Der Inhalt von Bauer Zimmermanns Jauchegrube steht etwa einen Meter hoch im Wohnwagen des Alois Daub. Dieser kann sich aus seinem Seitenfenster in letzter Sekunde schwimmend befreien. Mit einem letzten Blubbern versinkt sein Eigenheim wie die Titanic vornüber in der sämigen Brühe, bis nur noch die verrostete Stoßstange und ein trauriges Rücklicht hervorlugt. Daub steigen Tränen aus Wut und Trauer in die Augen. Seit er seine Lebensgefährtin, ehemals Freundin von Schmitt, mit einem zweijährigen Balg keine Nachricht hinterlassend sitzen gelassen hatte, war der Caravan seine Heimstatt gewesen. Inbegriff von Freiheit, die er mit der jungen Familie verloren hatte. Auf einmal brechen sich alle Gefühle Bahn, die sich in dem sonst so ruhigen Charakter seit Jahrzehnten aufgestaut haben. Er lenkt seine Schritte Richtung Schäferhütte des Paul Schmitt, zuerst noch taumelnd, dann mit der Entschlossenheit eines preußischen Paradeoffiziers.

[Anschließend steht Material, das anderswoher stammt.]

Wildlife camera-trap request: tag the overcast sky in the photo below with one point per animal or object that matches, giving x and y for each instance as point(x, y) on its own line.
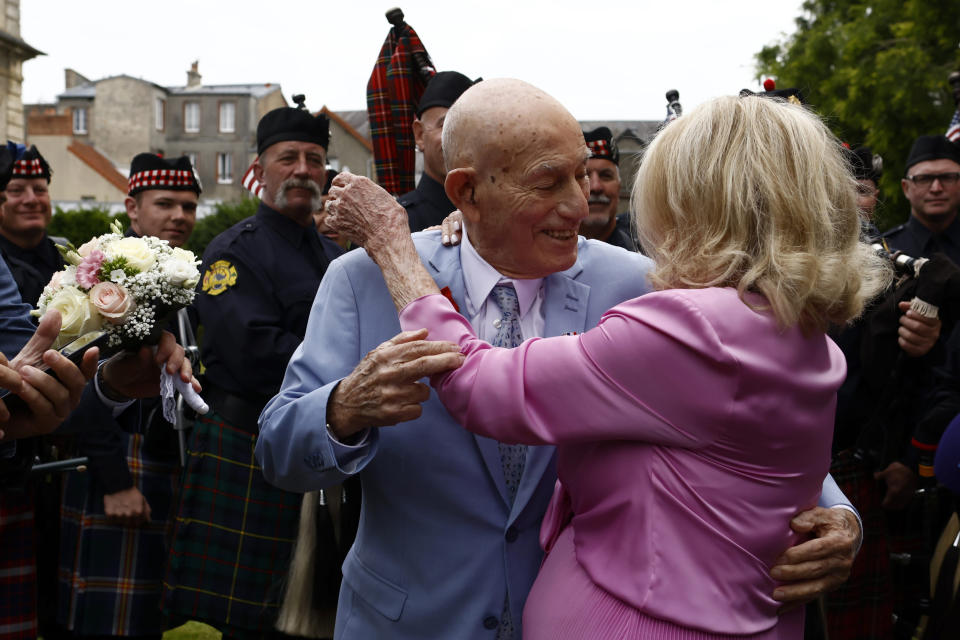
point(604, 60)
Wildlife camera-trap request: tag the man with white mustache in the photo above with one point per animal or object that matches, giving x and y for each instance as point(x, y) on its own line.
point(259, 279)
point(603, 169)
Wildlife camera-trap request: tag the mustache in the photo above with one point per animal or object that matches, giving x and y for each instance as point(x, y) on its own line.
point(302, 183)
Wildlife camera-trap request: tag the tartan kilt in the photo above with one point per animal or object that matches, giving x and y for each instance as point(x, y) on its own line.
point(233, 535)
point(862, 607)
point(18, 570)
point(110, 575)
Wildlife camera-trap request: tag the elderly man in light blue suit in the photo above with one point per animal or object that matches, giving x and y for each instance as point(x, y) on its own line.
point(448, 539)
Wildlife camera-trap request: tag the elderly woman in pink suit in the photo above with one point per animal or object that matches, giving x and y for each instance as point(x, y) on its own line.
point(689, 412)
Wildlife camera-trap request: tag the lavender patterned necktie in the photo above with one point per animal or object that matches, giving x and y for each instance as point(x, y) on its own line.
point(512, 456)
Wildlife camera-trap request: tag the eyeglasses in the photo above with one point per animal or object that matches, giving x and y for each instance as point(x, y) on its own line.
point(926, 179)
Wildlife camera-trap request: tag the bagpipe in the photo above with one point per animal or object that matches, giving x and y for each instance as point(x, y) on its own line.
point(905, 424)
point(893, 384)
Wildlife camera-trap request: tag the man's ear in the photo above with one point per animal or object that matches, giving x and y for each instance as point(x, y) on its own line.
point(460, 186)
point(131, 204)
point(418, 133)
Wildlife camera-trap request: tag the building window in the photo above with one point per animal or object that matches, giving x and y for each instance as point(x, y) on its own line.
point(191, 117)
point(224, 168)
point(228, 116)
point(79, 120)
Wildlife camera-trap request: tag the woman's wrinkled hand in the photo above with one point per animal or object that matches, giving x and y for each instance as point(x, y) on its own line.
point(365, 213)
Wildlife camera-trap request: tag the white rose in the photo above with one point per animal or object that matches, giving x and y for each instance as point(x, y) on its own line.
point(69, 277)
point(78, 315)
point(183, 254)
point(180, 273)
point(135, 250)
point(88, 246)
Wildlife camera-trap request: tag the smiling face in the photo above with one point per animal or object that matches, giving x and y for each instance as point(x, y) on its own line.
point(168, 215)
point(530, 192)
point(26, 212)
point(934, 205)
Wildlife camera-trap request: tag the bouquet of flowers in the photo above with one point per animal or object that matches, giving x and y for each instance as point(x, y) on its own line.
point(124, 285)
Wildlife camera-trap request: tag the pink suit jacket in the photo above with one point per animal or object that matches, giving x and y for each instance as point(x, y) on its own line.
point(689, 430)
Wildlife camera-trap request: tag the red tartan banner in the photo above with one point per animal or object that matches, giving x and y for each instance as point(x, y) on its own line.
point(393, 91)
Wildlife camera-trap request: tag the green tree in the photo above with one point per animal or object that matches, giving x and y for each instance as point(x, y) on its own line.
point(79, 225)
point(225, 216)
point(876, 71)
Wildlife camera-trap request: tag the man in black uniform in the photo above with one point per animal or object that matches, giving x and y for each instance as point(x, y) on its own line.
point(30, 253)
point(603, 168)
point(932, 185)
point(234, 532)
point(428, 204)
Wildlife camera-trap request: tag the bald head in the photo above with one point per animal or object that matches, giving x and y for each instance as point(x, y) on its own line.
point(496, 119)
point(516, 167)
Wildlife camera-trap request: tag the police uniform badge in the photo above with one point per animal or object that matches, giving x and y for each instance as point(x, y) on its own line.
point(219, 277)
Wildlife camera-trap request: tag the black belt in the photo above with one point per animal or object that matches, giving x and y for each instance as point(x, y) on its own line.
point(241, 413)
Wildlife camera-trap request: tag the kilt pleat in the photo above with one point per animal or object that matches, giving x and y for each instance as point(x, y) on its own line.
point(110, 576)
point(862, 607)
point(18, 571)
point(233, 534)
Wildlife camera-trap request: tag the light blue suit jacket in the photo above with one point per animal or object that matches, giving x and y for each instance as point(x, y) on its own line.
point(438, 542)
point(439, 545)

Samstag, 29. September, 01.33 Uhr

Die Holztüre der Schmittschen Schäferhütte zerbricht mit einem letzten Aufschrei des morschen Eichenholzes. Schmitt schreckt auf seiner Holzpritsche in der Ecke des winziges Raumes hoch. Die Hiebe des entfesselten Alois Daub, ausgeführt mit einer rostigen Stoßstange des Tabbert Rimini Baujahr 1965, treffen ihn unvorbereitet. Nur mühsam kann er sein gegerbtes Gesicht gegen den Ausbruch der Gewalt schützen. Seine Schafe untermalen die Szenerie mit aufgeregten „Bähs“ und „Mähs“, denen die asiatischen Dickhornschafe ein sonores „Boooh“ hinzufügen. Panische Lämmer suchen Schutz bei ihren Müttern, zitternd und mit weit aufgerissenen Augen. Schmitt gelingt es, die Hand des wild einschlagenden Alois Daub zu fassen. Ihn mit einem geschickten Ausheber zu Boden werfend, umfasst er den stämmigen Hals seines Angreifers. Mit einer Kraft, zu welcher der Mensch nur im Todeskampf fähig ist, presst er Daub die Gurgel zusammen. Dessen letzter Atemhauch geht im Konzert der immer noch panischen Schafherde unter.